Data as currency to decision-making
Forrester Consulting conducted a survey of more than 4,000 decision-makers from 45 countries globally including 1000 respondents from nine countries across APJ (Australia, India, Indonesia, Japan, New Zealand, Singapore, South Korea, Thailand, and Vietnam), on behalf of Dell Technologies.
The study builds on the Dell Technologies Digital Transformation Index research, which assesses the digital maturity of businesses around the globe. The new Digital Transformation Index revealed that “data overload/unable to extract insights from data” was the third-highest global ranking barrier to transformation. The APJ region comes in third place up from 11th place in 2016 where it was in 12th place.

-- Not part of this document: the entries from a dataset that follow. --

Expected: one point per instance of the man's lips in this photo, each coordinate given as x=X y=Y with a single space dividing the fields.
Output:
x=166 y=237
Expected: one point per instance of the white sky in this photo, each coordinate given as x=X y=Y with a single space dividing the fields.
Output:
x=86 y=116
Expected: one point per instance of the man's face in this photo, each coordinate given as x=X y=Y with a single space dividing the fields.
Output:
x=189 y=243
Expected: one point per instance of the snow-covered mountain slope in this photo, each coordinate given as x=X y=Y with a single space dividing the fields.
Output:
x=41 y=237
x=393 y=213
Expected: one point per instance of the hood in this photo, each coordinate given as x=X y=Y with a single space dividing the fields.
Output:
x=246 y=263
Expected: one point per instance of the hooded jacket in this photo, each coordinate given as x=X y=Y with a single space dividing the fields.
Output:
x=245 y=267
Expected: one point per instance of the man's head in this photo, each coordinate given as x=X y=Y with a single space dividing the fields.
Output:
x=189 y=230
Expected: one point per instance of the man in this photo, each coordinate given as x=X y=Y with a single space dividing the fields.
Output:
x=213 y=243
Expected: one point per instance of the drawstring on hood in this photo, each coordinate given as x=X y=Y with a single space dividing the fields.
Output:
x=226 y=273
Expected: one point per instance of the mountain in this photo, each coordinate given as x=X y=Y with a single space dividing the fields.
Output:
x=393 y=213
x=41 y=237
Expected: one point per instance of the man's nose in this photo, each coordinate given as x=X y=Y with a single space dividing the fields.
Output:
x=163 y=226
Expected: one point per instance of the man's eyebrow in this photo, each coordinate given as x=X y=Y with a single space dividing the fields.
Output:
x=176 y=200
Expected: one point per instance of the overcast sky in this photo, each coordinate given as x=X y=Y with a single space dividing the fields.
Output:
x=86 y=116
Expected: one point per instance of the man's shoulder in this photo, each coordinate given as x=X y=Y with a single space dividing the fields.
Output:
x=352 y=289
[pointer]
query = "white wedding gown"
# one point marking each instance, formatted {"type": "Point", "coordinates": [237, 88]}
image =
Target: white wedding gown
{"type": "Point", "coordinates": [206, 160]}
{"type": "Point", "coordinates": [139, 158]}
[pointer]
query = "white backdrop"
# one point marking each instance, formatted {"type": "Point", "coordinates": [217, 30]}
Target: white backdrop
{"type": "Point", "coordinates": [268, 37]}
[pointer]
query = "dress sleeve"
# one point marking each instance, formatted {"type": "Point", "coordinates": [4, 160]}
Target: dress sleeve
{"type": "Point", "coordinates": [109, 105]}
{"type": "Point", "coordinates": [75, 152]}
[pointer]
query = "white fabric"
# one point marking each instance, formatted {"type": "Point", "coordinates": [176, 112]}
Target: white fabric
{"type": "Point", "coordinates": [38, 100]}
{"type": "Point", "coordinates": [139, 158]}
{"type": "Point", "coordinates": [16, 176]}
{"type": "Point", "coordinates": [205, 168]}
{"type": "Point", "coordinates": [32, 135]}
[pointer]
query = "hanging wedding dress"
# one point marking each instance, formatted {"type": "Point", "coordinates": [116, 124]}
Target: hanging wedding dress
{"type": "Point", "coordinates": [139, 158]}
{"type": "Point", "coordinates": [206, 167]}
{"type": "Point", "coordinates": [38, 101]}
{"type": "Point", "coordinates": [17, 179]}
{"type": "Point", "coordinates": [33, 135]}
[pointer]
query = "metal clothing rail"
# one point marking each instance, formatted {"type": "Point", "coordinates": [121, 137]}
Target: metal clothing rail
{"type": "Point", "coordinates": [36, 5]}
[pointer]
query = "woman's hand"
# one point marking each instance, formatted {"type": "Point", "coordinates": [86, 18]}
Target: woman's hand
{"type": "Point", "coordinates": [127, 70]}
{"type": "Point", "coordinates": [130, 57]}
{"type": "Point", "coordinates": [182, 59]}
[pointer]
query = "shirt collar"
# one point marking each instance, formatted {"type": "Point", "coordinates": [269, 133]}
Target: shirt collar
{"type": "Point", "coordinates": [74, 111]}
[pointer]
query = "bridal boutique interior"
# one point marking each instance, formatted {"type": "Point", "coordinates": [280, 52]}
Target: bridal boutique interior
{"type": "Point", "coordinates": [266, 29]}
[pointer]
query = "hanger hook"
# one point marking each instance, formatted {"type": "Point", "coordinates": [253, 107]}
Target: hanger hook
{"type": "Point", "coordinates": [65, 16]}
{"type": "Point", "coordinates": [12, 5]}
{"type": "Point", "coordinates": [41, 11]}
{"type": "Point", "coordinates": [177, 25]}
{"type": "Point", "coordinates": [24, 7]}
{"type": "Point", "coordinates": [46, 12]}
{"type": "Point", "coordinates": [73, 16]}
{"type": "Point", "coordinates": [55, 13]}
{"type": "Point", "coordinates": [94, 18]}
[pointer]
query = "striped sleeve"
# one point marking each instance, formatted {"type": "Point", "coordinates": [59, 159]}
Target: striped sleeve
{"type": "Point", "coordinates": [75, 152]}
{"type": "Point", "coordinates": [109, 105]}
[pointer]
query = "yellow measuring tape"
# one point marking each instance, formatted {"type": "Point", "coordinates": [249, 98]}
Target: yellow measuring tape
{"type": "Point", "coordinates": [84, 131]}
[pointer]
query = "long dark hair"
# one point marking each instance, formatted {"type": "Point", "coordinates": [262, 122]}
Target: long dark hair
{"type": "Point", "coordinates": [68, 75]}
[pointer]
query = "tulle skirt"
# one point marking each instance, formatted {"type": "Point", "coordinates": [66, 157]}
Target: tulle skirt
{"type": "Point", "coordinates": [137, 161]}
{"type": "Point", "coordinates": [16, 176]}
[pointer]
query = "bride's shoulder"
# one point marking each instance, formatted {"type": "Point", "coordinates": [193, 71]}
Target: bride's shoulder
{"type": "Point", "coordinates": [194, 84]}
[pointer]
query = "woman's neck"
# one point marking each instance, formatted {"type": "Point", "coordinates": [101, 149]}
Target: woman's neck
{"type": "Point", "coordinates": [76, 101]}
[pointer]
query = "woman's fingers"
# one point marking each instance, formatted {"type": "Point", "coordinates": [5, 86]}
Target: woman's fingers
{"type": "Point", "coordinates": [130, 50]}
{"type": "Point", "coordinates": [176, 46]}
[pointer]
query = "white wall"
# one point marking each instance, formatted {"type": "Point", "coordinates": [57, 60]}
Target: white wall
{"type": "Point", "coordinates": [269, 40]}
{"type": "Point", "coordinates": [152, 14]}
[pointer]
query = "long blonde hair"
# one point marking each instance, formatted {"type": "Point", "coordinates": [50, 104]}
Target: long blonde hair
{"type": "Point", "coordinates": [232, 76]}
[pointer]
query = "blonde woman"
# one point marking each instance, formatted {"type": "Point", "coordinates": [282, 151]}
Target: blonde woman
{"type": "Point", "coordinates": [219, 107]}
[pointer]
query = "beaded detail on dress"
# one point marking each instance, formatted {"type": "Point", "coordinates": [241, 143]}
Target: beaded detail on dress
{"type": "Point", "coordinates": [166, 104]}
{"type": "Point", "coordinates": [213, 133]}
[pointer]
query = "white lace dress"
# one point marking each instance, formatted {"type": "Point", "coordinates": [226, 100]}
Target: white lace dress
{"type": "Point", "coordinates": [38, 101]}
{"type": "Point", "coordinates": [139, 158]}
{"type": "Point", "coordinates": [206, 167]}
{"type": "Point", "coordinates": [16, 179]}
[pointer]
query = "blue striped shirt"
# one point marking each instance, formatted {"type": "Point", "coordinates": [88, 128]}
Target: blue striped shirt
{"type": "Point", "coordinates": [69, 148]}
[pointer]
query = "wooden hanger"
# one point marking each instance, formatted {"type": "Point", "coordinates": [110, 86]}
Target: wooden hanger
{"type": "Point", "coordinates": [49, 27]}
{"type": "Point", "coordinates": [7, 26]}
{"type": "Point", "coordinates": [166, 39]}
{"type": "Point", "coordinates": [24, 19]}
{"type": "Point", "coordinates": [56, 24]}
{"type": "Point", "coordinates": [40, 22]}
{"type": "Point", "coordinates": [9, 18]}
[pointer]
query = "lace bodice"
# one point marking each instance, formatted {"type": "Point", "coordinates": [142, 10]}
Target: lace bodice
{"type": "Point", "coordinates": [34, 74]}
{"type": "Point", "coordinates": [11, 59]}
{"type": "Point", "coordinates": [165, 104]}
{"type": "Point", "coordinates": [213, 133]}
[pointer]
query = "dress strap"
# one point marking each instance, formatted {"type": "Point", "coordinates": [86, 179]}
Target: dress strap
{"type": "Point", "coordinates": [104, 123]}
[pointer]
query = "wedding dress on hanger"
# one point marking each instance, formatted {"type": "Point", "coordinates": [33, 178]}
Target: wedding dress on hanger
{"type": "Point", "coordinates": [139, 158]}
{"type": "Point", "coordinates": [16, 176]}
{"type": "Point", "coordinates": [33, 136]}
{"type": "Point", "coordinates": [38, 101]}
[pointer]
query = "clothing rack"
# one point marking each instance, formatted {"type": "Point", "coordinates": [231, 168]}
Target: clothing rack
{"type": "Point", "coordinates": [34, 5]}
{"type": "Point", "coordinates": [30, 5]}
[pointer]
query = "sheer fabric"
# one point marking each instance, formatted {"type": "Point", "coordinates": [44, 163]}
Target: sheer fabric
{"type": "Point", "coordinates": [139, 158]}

The research also found that it was a case of wanting more what they can handle. As data provide insights that help in making business decisions, 73% of respondents in APJ (slightly higher than the global figure of 70%) said they are gathering data faster than they can analyze and use. And yet, the study found 69% in the region (also slightly higher than the global future of 67%) say they constantly need more data than their current capabilities provide.
Optimizing data
Based on the research, this data overload could be just birth pains on what organizations meant to do with the new currency. The study found that 67% of respondents in APJ (slightly higher in the global figure of 66%) plan to leverage technologies such as machine learning to automate how they detect anomaly data. About 57% globally and in APJ are looking to move to a data-as-a-service model and Global: 52%, APJ: 47% are planning to look deeper into the performance stack to rearchitect how they process and use data in the next 1-3 years.

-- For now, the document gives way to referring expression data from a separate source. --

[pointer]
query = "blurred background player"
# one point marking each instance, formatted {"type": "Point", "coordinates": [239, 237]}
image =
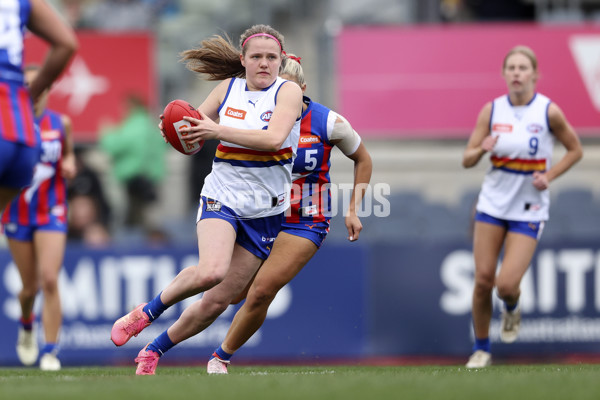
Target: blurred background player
{"type": "Point", "coordinates": [307, 221]}
{"type": "Point", "coordinates": [19, 139]}
{"type": "Point", "coordinates": [244, 197]}
{"type": "Point", "coordinates": [35, 224]}
{"type": "Point", "coordinates": [518, 130]}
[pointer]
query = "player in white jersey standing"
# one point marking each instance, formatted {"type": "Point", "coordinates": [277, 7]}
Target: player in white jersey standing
{"type": "Point", "coordinates": [244, 197]}
{"type": "Point", "coordinates": [518, 130]}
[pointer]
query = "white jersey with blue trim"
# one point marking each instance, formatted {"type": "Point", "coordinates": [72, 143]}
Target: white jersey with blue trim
{"type": "Point", "coordinates": [253, 183]}
{"type": "Point", "coordinates": [524, 145]}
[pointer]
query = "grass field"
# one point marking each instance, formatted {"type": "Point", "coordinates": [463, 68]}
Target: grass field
{"type": "Point", "coordinates": [547, 382]}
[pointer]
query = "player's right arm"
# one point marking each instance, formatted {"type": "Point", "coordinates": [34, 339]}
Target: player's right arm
{"type": "Point", "coordinates": [479, 144]}
{"type": "Point", "coordinates": [48, 25]}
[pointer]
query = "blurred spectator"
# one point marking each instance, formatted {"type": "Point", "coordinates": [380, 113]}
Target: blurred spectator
{"type": "Point", "coordinates": [84, 224]}
{"type": "Point", "coordinates": [87, 183]}
{"type": "Point", "coordinates": [502, 10]}
{"type": "Point", "coordinates": [455, 11]}
{"type": "Point", "coordinates": [137, 153]}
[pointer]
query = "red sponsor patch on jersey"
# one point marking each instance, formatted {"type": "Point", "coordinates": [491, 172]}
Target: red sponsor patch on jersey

Dell Technologies suggests that organizations modernize their IT infrastructure “so it meets data where it lives, at the edge.” This incorporates bringing businesses’ infrastructure and applications closer to where data needs to be captured, analyzed, and acted on — while avoiding data sprawl, by maintaining a consistent multi-cloud operating model. The technology giant also recommends that companies optimize data pipelines, “so data can flow freely and securely while being augmented by AI/ML.” Lastly, companies must develop software to deliver the personalized, integrated experiences customers crave.